Incoming college students could see their student loan interest rates double next semester if Congress doesn't take action to prevent the increase.
Interest rates on new federal Stafford loans are scheduled to increase from 3.4 percent to 6.8 percent on July 1, just as new college students are preparing for their first semester. Already, students are expressing concern over the change.
“I feel like that's a pretty big jump,” said Matthew Tran, a senior at Harding Charter Preparatory High School in Oklahoma City.
Tran, 18, plans to go to the University of Oklahoma in the fall, where he wants to major in computer science. He doesn't yet know if he'll need to take out student loans to pay for school, but he's concerned about how the change would affect his financial situation when he leaves college.
Many recent graduates already struggle to get out of debt, he said, and Tran said he's worried an increase in the interest rate could make the situation even more difficult.
A similar increase was scheduled to take effect in July 2012, but lawmakers extended the lower interest rate after President Barack Obama and officials in the U.S. Department of Education came out against allowing rates to climb.
Rate could double
Support for maintaining the lower interest rate seems to be more muted this year, said Megan McClean, managing director of policy and federal regulations for the National Association of Student Financial Aid Administrators.
“The push to keep it 3.4 was really on by this time last year,” McClean said.
Part of the reason for the decline in support is the price tag, McClean said. Last year, extending the lower interest rate cost the federal government about $6 billion, and some lawmakers would like to trim that cost.
A House budget proposal put forth by Rep. Paul Ryan, R-Wis., would allow the interest rate to double. Meanwhile, the Senate Democrats' budget proposal calls for making the current interest rate permanent.
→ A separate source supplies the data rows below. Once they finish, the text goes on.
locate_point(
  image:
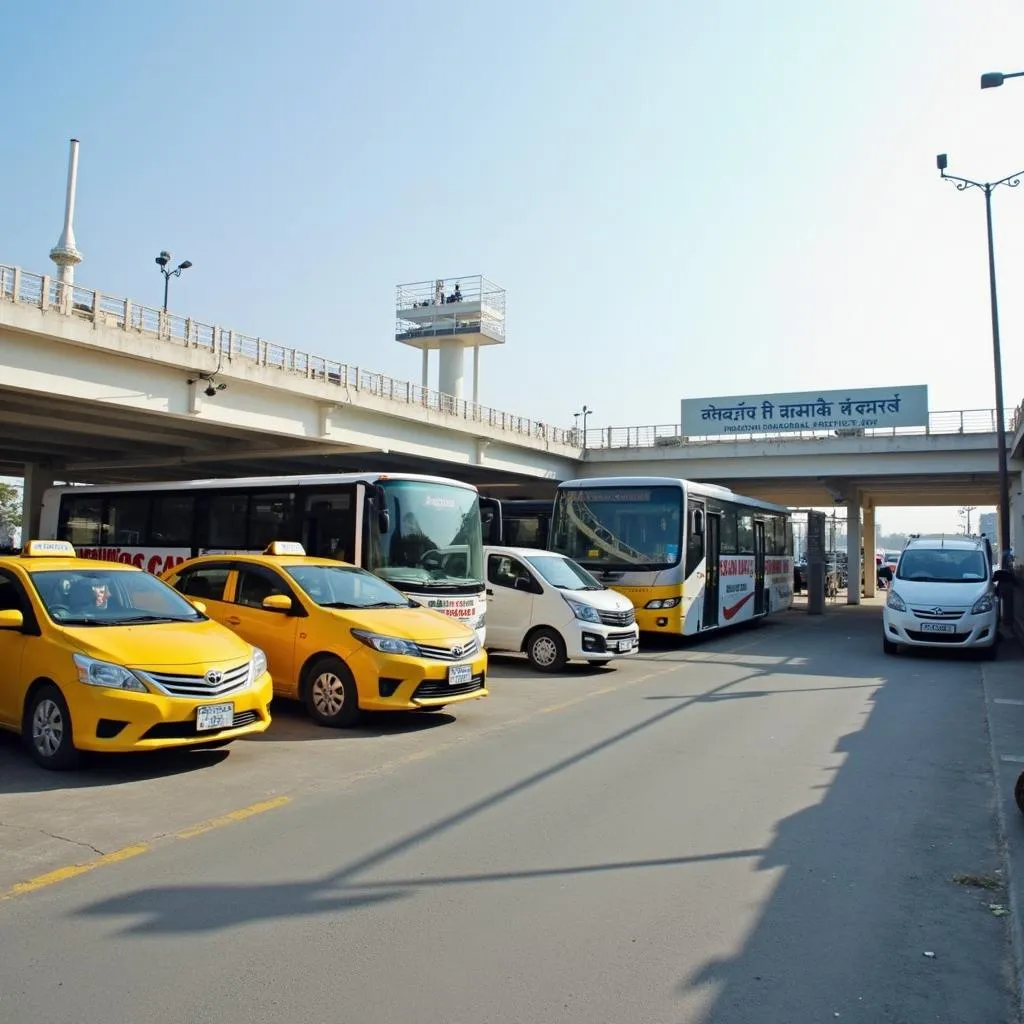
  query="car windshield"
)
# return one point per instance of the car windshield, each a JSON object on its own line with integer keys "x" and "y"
{"x": 345, "y": 587}
{"x": 434, "y": 539}
{"x": 110, "y": 597}
{"x": 942, "y": 565}
{"x": 563, "y": 572}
McClean said she hopes to see lawmakers come up with a more predictable rate rather than relying on a cycle of one-year extensions. The organization is pushing for a rate that's more closely tied to the market rather than one that's written into the law without consideration for what the economy is doing, she said.
Time to think ahead
Matt Hamilton, OU's registrar and vice president for enrollment and financial services, said the change would make it all the more important for students and families to think ahead when making decisions about financial aid.
About 7,000 students are attending OU on Stafford loans this year, Hamilton said. Although incoming students wouldn't feel the effects of the increase until they begin repaying their loans after graduation, he said financial aid officials will be working to make sure they understand the terms of their loan packages.
“There is ultimately an impact that we want students and families to carefully consider,” Hamilton said. “If this happens, we will redouble our efforts to make sure they understand the impact.”